Judge Emmett Sullivan in Washington, D.C., found for a group of litigants led by the New York State Attorney General. The plaintiffs alleged that the policy changes implemented by Postmaster General Louis DeJoy over the summer were significant enough to be reviewed by the Postal Regulatory Commission (PRC).
The Court focused on removing sorting machines; operational changes to extra trips and late trips that the Postal Service itself described as a “pivot” to postal operations and culture; the ESAS pilot for city carriers; and communications suggesting ballots would not be handled as First Class Mail. The Court credited the testimony of various experts, including an APWU representative, that these changes had a meaningful impact on service for all types of mail, not only election mail. The Court concluded that these changes warranted the review and advice of the PRC.
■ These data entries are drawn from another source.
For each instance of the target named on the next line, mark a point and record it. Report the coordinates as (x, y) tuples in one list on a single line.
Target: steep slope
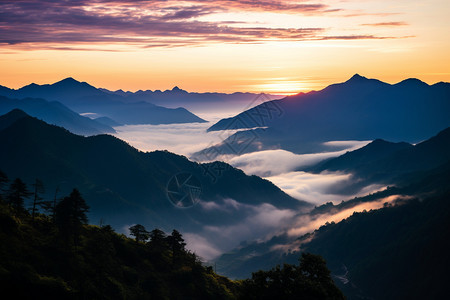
[(124, 185), (358, 109), (385, 161), (55, 113), (396, 252)]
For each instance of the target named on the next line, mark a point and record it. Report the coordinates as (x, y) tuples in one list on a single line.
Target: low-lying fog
[(279, 166)]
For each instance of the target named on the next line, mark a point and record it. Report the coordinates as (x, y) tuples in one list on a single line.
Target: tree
[(139, 232), (37, 199), (70, 215), (176, 244), (17, 194)]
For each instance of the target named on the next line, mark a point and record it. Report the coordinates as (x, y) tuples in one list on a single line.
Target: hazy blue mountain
[(123, 185), (84, 98), (379, 254), (55, 113), (358, 109)]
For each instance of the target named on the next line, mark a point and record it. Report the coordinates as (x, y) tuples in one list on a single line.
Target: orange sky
[(271, 46)]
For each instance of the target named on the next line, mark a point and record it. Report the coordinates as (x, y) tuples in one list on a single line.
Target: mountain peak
[(9, 118)]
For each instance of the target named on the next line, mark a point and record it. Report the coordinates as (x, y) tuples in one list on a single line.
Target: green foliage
[(310, 280), (64, 258), (139, 232)]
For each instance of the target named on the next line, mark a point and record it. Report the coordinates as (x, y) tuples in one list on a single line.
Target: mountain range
[(123, 185), (85, 98), (394, 251), (358, 109), (57, 114)]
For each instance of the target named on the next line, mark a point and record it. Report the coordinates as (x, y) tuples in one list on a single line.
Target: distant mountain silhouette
[(369, 251), (358, 109), (198, 102), (84, 98), (377, 254), (55, 113), (385, 161), (122, 184), (107, 121)]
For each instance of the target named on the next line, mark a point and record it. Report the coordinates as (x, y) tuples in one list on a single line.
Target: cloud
[(274, 162), (321, 188), (308, 223), (255, 222), (182, 139), (390, 24), (149, 23)]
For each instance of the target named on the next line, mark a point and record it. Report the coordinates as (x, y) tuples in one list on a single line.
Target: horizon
[(282, 47), (177, 87)]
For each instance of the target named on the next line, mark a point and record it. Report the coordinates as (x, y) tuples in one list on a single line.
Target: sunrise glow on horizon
[(278, 47)]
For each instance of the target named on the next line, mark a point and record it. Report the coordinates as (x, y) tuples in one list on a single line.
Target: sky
[(280, 47)]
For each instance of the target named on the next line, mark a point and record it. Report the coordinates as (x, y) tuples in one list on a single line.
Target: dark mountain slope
[(55, 113), (397, 252), (84, 98), (384, 161), (358, 109), (122, 183)]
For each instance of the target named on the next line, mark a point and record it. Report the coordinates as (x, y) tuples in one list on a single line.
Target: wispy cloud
[(150, 23), (388, 24)]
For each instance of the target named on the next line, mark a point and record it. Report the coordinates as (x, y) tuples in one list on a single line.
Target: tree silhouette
[(139, 232), (70, 215), (17, 194), (37, 199), (310, 280)]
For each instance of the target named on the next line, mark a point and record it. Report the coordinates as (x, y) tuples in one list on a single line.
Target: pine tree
[(70, 215), (37, 199), (177, 245)]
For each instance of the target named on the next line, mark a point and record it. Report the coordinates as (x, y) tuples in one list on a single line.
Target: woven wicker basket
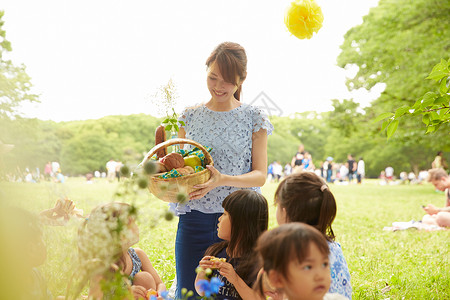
[(168, 189)]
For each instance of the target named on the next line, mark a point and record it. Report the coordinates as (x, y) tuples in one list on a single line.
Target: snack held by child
[(295, 263), (305, 197), (244, 219), (104, 242)]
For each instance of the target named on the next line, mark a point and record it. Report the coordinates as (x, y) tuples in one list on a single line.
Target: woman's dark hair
[(232, 62), (249, 216), (278, 247), (306, 198)]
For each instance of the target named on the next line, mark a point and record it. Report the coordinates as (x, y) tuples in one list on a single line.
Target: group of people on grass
[(224, 225)]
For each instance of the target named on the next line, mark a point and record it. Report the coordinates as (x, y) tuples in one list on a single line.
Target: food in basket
[(173, 161), (217, 260), (192, 161), (160, 136), (151, 293)]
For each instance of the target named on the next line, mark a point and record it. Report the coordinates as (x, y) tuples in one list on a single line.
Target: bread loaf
[(160, 136)]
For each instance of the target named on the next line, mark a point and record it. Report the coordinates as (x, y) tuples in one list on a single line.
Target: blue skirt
[(196, 232)]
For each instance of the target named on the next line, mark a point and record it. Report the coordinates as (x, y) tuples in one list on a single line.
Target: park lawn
[(413, 264)]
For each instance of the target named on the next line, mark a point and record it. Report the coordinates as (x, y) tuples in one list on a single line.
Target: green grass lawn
[(414, 264)]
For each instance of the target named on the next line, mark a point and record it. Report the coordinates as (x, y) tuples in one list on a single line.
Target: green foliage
[(15, 84), (376, 258), (433, 107)]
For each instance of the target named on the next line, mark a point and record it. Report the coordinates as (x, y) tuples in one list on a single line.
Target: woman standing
[(237, 133)]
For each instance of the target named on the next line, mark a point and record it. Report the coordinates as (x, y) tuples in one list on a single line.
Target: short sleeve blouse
[(229, 133)]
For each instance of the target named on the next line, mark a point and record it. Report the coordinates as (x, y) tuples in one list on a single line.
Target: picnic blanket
[(412, 225)]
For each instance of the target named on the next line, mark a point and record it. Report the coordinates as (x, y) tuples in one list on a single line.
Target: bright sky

In Pennsylvania, Judge Gerald McHugh entered an injunction against the Postal Service in a case led by the Pennsylvania Attorney General. Judge McHugh questioned the Postal Service’s approach to the changes it made and its failure to assess the impact of those changes on election mail. Judge McHugh borrowed from the proceedings and injunction in the case out of New York to enter a detailed order designed to improve communication of the processes developed by the Postal Service for handling election mail.
The Postal Service is actively taking steps to comply with the four court injunctions.
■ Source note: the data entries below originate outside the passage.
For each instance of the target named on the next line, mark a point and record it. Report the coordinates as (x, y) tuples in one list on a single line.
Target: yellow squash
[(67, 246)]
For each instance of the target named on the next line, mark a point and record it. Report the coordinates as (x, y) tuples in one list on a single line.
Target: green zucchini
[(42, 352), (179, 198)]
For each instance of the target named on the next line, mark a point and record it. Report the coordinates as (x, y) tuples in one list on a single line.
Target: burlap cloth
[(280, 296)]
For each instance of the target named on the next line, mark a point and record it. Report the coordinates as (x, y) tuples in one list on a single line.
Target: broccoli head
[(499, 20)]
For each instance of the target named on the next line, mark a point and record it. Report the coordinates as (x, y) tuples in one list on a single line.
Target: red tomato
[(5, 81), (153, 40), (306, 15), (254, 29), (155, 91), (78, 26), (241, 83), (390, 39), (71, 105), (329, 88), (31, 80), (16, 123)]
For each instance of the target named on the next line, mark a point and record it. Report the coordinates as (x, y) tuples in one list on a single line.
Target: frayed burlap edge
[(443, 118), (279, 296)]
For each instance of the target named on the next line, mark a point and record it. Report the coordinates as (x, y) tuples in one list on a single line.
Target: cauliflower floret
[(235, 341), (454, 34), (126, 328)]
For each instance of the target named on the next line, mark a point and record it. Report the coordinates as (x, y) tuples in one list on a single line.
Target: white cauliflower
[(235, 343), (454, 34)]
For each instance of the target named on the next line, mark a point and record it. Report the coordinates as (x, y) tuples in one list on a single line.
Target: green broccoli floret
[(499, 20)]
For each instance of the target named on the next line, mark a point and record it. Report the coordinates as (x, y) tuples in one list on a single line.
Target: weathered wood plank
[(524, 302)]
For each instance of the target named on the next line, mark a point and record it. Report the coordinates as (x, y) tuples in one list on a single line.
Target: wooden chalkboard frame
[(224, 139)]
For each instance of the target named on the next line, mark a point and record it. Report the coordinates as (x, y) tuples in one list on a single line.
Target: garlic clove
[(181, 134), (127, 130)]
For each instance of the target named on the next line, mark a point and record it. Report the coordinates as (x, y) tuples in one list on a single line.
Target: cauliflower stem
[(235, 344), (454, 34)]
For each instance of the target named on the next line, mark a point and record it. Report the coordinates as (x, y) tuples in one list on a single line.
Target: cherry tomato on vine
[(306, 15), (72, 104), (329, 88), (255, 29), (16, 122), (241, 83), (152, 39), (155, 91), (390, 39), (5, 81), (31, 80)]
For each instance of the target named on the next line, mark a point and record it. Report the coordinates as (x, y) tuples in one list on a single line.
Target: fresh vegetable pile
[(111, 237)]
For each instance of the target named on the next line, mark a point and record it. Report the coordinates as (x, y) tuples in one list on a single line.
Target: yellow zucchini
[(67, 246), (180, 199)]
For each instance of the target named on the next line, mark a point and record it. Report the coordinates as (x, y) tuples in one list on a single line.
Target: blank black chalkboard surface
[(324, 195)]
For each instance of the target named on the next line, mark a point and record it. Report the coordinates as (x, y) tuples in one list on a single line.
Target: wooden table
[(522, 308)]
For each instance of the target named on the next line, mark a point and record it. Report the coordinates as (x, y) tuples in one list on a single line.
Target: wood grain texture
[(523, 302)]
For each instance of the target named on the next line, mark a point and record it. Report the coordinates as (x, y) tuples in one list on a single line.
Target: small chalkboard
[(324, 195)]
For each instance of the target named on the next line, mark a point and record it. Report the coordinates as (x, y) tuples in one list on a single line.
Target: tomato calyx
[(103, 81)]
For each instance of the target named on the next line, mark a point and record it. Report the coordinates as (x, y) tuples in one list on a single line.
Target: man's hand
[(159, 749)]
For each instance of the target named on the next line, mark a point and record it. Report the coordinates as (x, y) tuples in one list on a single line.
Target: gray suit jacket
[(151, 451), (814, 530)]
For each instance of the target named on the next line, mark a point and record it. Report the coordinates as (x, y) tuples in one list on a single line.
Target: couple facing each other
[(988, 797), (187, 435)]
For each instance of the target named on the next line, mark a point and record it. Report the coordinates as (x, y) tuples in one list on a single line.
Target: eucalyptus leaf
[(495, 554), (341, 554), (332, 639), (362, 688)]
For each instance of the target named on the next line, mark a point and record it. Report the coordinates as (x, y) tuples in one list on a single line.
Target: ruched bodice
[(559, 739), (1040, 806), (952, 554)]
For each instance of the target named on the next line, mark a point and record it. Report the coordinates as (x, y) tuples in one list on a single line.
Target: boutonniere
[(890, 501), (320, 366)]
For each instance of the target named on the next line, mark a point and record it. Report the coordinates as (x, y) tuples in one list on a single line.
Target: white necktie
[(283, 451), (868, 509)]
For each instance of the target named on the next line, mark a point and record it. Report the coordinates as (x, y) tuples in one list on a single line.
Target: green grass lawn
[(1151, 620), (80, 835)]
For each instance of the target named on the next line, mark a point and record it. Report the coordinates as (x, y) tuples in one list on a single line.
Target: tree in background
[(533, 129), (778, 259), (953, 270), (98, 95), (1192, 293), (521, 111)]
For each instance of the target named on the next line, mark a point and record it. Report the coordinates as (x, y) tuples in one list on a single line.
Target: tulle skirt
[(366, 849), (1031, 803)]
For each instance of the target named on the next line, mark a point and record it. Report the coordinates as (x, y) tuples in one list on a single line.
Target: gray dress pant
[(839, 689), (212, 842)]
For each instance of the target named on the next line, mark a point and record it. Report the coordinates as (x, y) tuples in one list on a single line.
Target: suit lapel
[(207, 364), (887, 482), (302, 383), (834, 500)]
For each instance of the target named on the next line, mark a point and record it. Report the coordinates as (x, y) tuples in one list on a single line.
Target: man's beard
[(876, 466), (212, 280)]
The injunctions reinforce the need for the Postal Service to take great care in making operational changes that effect its service to the American public. A vibrant public postal system is critical to the economic, social, and political life of the United States.
The APWU is working to preserve the Postal Service’s tradition of security, speed, and care for all users of the mail, no matter where they live, how much money they have, or how they vote.